Prima dimenticato poi rivalutato. Questo il beffardo destino di uno dei più grandi figli dell’arte italiana rinascimentale. Luca Signorelli viene omaggiato fino al 3 novembre ai Musei Capitolini con una mostra dedicata dal titolo: “Luca Signorelli e Roma. Oblio e riscoperta”. Una selezione, a cura di Federica Papi e Claudio Parisi Presicce, di circa sessanta opere provenienti da collezioni italiane e straniere, molte delle quali per la prima volta esposte nella Capitale.
Particolari di alcune delle sessanta opere esposte fino al 3 novembre ai Musei Capitolini, Palazzo Caffarelli, in occasione della mostra “Luca Signorelli e Roma. Oblio e riscoperta”.
Uno dei più grandi della sua epoca, per lungo tempo oscurato in quanto il suo cammino incrociò quello di autentiche divinità della storia dell’arte come Michelangelo e Raffaello, esponenti della generazione appena successiva, che tuttavia a lui si ispirarono. Di lui scrisse parole d’ammirazione anche Giorgio Vasari: “Fu ne’ suoi tempi tenuto in Italia tanto famoso e l’opere sue in tanto pregio, quanto nessun altro in qualsivoglia tempo sia stato già mai“. Eppure le opere di Luca Signorelli, allievo di Piero della Francesca nato a Cortona nel 1445, dovettero attendere il tardo Settecento e soprattutto il XIX secolo per ottenere il riconoscimento a loro dovuto.

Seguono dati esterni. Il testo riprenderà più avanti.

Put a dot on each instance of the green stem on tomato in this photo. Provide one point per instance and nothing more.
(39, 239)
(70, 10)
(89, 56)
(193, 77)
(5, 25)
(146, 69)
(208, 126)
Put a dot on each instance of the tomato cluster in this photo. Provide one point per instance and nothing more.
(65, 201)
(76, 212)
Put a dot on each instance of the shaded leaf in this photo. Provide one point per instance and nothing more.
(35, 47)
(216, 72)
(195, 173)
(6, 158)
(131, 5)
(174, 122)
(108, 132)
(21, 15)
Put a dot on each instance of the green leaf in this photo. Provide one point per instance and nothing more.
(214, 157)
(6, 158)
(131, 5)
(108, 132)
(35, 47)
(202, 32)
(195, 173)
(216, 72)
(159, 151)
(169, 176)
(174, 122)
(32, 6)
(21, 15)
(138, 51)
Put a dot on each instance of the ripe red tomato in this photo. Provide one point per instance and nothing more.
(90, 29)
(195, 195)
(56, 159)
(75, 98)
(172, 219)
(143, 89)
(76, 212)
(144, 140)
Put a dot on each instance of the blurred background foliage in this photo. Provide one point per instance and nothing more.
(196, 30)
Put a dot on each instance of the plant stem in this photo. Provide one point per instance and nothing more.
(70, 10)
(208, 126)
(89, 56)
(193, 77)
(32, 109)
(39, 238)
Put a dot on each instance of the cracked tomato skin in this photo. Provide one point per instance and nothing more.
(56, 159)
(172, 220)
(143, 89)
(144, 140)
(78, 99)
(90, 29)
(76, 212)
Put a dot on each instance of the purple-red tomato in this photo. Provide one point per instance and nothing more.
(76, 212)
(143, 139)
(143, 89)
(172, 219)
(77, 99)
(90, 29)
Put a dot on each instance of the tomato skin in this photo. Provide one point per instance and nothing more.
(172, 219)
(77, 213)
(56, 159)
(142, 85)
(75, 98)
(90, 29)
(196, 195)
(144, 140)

Fino al 3 novembre però, Roma celebra l’autore degli affreshi del Giudizio finale nel Duomo di Orvieto, la sua opera più significativa, con una mostra ai Musei Capitolini, a Palazzo Caffarelli. “Luca Signorelli e Roma. Oblio e riscoperta”, una selezione, a cura di Claudio Parisi Presicce e Federica Papi, di sessanta opere di grande prestigio organizzate in sette sezioni e provenienti da collezioni italiane e straniere, molte delle quali per la prima volta esposte a Roma. La Città Eterna, d’altra parte, rappresentò una fonte di grande ispirazione per l’artista di Cortona, che inserì in molte opere riferimenti a luoghi e monumenti.
Il linguaggio di Signorelli, “una perfetta fusione tra civiltà classica e cristiana”, si nutre del legame con l’antico di cui la Capitale è sempre stata emblema. Come nel celebre Martirio di S.Sebastiano, in cui compaiono richiami al Colosseo e all’arco di Costantino. O come Il Cristo in croce e Maria Maddalena, dove figurano rovine che ricordano Castel Sant’Angelo. Molteplici e splendide le Madonne con Bambino, in cui spicca “la grazia della invenzione” e la Vergine viene proiettata in primo piano, compressa in uno spazio da cui sembra voler uscire.
La mostra ai Musei Capitolini restituisce il profilo di un grande artista per molto tempo dimenticato al visitatore. Assieme alle sue opere immortali.